ONTAP Storage Failover and Giveback Runbook

Scope

This article covers planned storage failover testing or maintenance where one node in an HA pair is taken over and later given back. NetApp documents the key commands as storage failover takeover and storage failover giveback: storage failover takeover and storage failover giveback.

Prechecks

system health status show
storage failover show
storage failover show-giveback
cluster show
network interface show -role data
volume show -state !online

Confirm:

CheckRequirement
SFO stateEnabled and possible
Partner healthPartner node healthy enough to serve storage
Data LIFsFailover targets valid
WorkloadsOwners aware of possible pause
SnapMirrorNo critical unexpected lag or unhealthy state

CLI Takeover Process

Use normal takeover for planned maintenance unless support directs otherwise:

storage failover takeover -ofnode node01

Monitor:

storage failover show
storage aggregate show
volume show -node node02

Complete maintenance. Then check giveback readiness:

storage failover show-giveback

Give back:

storage failover giveback -ofnode node01

Monitor until complete:

storage failover show
storage failover show-giveback
system health status show

REST API Validation Process

Use REST to collect pre and post evidence:

curl -k -u admin:'<password>' \
  "https://cluster.example.com/api/cluster/nodes?fields=name,state,ha,uptime"
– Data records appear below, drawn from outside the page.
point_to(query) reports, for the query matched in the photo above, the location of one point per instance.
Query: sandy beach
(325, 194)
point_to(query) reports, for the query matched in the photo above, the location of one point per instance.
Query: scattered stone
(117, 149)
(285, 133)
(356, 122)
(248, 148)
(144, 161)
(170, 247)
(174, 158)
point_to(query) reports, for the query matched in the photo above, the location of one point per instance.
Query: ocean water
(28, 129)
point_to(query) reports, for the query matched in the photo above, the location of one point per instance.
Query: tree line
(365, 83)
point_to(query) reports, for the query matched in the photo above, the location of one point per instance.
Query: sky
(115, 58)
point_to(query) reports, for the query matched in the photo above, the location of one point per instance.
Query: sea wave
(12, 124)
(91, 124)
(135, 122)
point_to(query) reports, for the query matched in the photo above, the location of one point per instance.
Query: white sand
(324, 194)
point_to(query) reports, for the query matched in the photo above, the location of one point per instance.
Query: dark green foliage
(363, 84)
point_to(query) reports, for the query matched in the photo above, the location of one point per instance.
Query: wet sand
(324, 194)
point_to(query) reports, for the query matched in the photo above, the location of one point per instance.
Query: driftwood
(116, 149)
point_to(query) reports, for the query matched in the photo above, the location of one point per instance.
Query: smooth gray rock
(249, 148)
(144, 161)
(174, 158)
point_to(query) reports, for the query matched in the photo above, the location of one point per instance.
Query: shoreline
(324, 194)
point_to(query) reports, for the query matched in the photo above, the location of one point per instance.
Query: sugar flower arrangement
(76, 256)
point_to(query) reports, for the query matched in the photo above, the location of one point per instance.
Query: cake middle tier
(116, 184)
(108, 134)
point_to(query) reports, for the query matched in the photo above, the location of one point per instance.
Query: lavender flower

curl -k -u admin:'<password>' \
  "https://cluster.example.com/api/storage/aggregates?fields=name,node,state,space"

curl -k -u admin:'<password>' \
  "https://cluster.example.com/api/network/ip/interfaces?fields=name,location,state,enabled"

For takeover and giveback execution, use the documented CLI or System Manager workflow unless your automation standard has validated the matching REST operations for your ONTAP release and platform.

Best Practices

Backout

If giveback fails, do not repeatedly force it. Capture:

storage failover show-giveback
event log show -severity ERROR
system health alert show

Resolve the veto or health issue, then retry giveback. Use override options only when the operational risk is understood and approved.